A middle-aged man with high paraplegia due to cervical spinal cord injury is able, using only his thoughts, to precisely control a smart wheelchair to stroll freely around his neighborhood, command a robot dog as an 'extension of his body' to fetch food deliveries, and even participate in online data annotation tasks. This achievement marks new progress in the second invasive brain-computer interface clinical trial carried out by the team of Zhao Zhengtou and Li Xue at the Center for Excellence in Brain Science and Intelligence Technology of the Chinese Academy of Sciences, in collaboration with Fudan University Huashan Hospital and related enterprises. This clinical trial represents a significant leap for brain-computer interface technology—from two-dimensional screen cursor control to three-dimensional interaction with the physical world.
China’s invasive brain-computer interface technology is advancing rapidly. In March this year, the teams of Zhao Zhengtou and Li Xue, together with Fudan University Huashan Hospital, successfully conducted China’s first prospective clinical trial with an invasive brain-computer interface. A participant who lost all four limbs in a high-voltage electric accident 13 years ago used a domestically developed invasive brain-computer interface system to achieve 'thought control' of electronic devices. He can now skillfully operate racing games, play chess, and more. With this, China became the second country in the world, after Elon Musk’s Neuralink in the US, to bring invasive brain-computer interface technology to the clinical trial stage.
Initial Control of Embodied Intelligent Robots
In June this year, the team began their second invasive brain-computer interface clinical trial. Following a tragic fall, Mr. Zhang became quadriplegic due to spinal cord injury in 2022. After over a year of rehabilitation with no improvement, only his head and neck remained mobile. After the implantation of the brain-computer interface system, Mr. Zhang was able to control computer cursors, tablets, and other electronic devices with his thoughts within 2–3 weeks—reaching the same behavioral level as the first participant in the initial invasive trial. To further enhance users’ ability to interact with their environment, the research team introduced new technologies to expand application scenarios of the brain-computer interface from two-dimensional screens to the three-dimensional physical world. The system now enables users, via brain 'thoughts', to approach the speed of typical human operation of smartphones and computers, and to initially control embodied intelligent robots.
Experts noted that the second clinical study has achieved a series of breakthroughs in key technologies. In neural information extraction, the team developed a high-compression, high-fidelity neural data compression technique, inventively integrating methods such as 'spike-band power', 'interspike interval', and 'spike count' for data compression. This hybrid decoding model efficiently extracts effective signals even in noisy environments, improving overall brain control performance by 15%-20%. To address instability caused by noise, light, electromagnetic interference, and fluctuations in patients’ physiological and psychological states in real-world environments, the team introduced 'neural manifold alignment technology' to extract stable low-dimensional features from dynamic high-dimensional neural signals, thereby enhancing the decoder’s environmental adaptability and cross-day stability.
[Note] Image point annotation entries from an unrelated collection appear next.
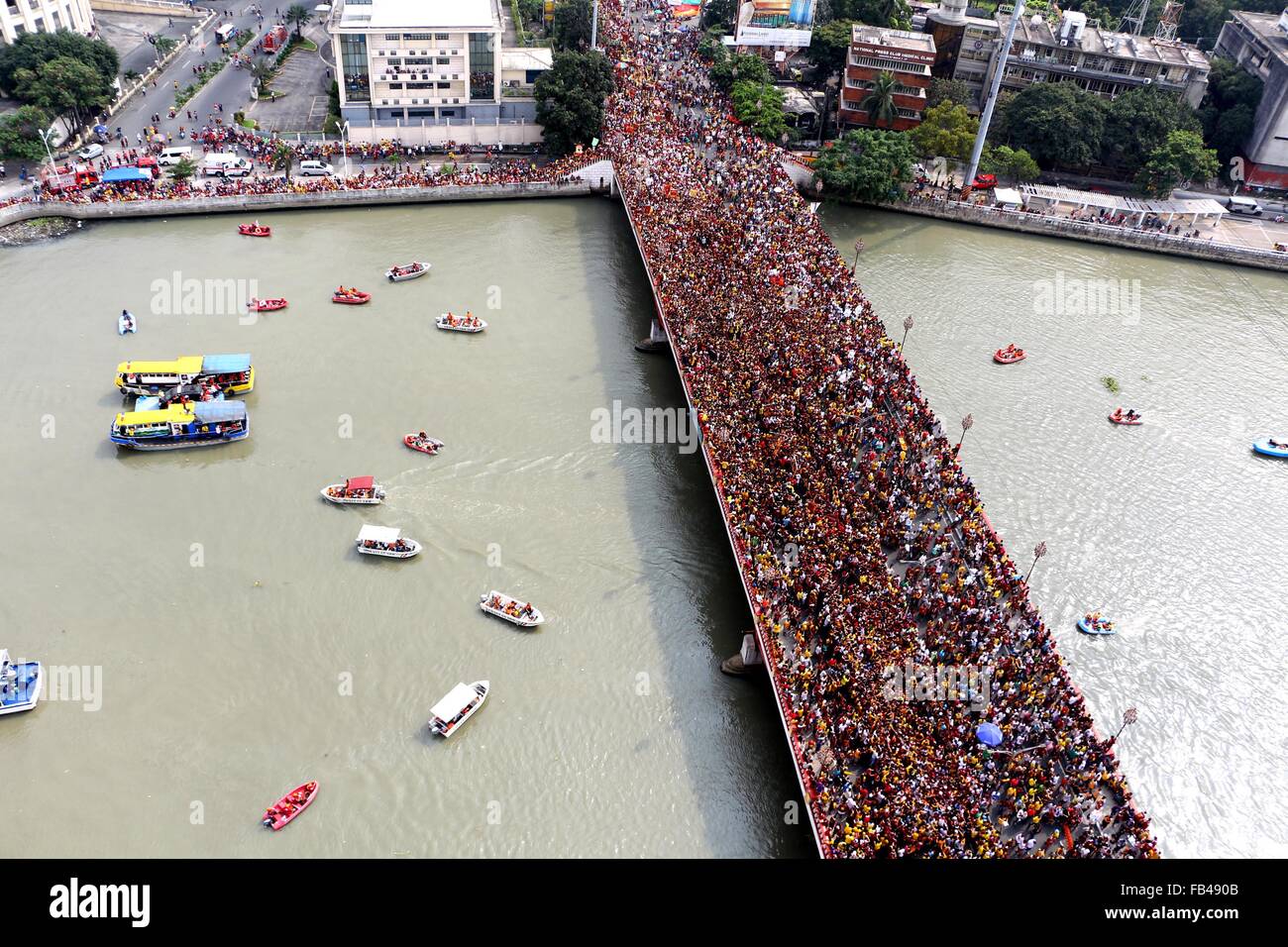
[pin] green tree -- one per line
(64, 86)
(1177, 162)
(1138, 121)
(1057, 124)
(300, 17)
(20, 133)
(947, 131)
(183, 169)
(282, 158)
(760, 106)
(866, 165)
(572, 25)
(737, 68)
(31, 51)
(879, 103)
(948, 90)
(1010, 163)
(829, 44)
(571, 99)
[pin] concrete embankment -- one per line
(263, 204)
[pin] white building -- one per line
(407, 64)
(18, 17)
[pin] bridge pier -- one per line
(746, 661)
(656, 341)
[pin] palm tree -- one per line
(879, 103)
(299, 16)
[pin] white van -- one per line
(226, 165)
(172, 157)
(1243, 205)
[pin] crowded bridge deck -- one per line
(862, 545)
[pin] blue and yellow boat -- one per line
(233, 373)
(198, 424)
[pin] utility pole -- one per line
(992, 93)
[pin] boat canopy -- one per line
(224, 365)
(217, 411)
(460, 697)
(377, 534)
(183, 365)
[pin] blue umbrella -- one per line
(990, 735)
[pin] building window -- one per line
(482, 67)
(353, 63)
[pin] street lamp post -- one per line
(1038, 552)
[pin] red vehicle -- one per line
(275, 38)
(68, 178)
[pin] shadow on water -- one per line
(684, 548)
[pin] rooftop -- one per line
(408, 14)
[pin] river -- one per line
(243, 646)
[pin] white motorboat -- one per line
(522, 613)
(460, 324)
(355, 491)
(20, 684)
(385, 540)
(458, 706)
(410, 272)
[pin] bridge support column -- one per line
(747, 659)
(656, 341)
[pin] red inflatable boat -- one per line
(266, 304)
(290, 805)
(1009, 356)
(356, 298)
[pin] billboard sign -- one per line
(774, 24)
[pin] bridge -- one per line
(859, 540)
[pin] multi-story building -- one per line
(18, 17)
(415, 63)
(1258, 43)
(906, 55)
(1103, 62)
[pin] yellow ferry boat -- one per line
(233, 373)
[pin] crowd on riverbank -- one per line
(828, 462)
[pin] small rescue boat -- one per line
(410, 272)
(458, 706)
(355, 491)
(290, 805)
(351, 298)
(460, 324)
(386, 541)
(424, 444)
(1129, 420)
(266, 304)
(1009, 356)
(1270, 447)
(21, 684)
(1095, 625)
(522, 613)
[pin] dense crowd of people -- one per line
(862, 541)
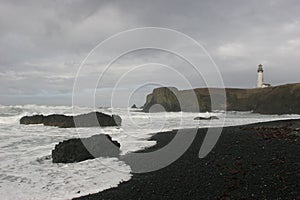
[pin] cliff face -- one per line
(284, 99)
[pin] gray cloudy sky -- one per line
(42, 44)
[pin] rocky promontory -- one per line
(84, 120)
(284, 99)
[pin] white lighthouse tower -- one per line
(260, 77)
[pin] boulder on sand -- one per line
(76, 149)
(134, 106)
(85, 120)
(206, 118)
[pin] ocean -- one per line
(27, 171)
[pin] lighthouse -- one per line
(260, 76)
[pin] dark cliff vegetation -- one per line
(284, 99)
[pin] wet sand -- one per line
(258, 161)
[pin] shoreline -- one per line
(260, 160)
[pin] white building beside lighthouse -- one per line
(260, 77)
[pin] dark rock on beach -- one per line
(242, 165)
(80, 149)
(206, 118)
(84, 120)
(134, 106)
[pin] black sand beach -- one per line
(258, 161)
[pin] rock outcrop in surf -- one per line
(80, 149)
(85, 120)
(284, 99)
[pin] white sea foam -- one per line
(26, 170)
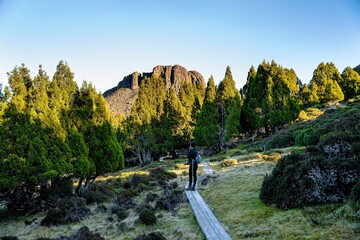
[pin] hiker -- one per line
(192, 153)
Real-time Parameter Tuning Without Interrupting Operation
In addition, the team revolutionized the system’s calibration process by developing 'online recalibration technology.' This allows real-time fine-tuning of decoding parameters during everyday use, eliminating the need to interrupt operation for specialized calibration, which keeps system performance consistently high and ensures a 'the more you use it, the smoother it gets' user experience. Response speed is one of the core metrics for brain-computer interfaces. Natural human neural circuit conduction delay is about 200 milliseconds. By adopting a custom communication protocol, the research team compressed end-to-end system latency—from signal acquisition to command execution—to under 100 milliseconds, below physiological delay, making the control experience even more smooth and natural for patients.
Zhao Zhengtou said that the breakthroughs in the second invasive brain-computer interface trial are all-encompassing—from two-dimensional to three-dimensional, virtual to physical, basic control to life integration. Patient Mr. Zhang described his feeling as, "It's like controlling a character in a video game. I don't have to deliberately think about which direction the joystick should go—the movement follows my intentions naturally. The signal transmission is stable and there is little delay." In addition, the third patient, who is also paralyzed from the neck down, underwent surgery in October this year. In less than two months, he has already learned to control a robotic arm to help himself drink water.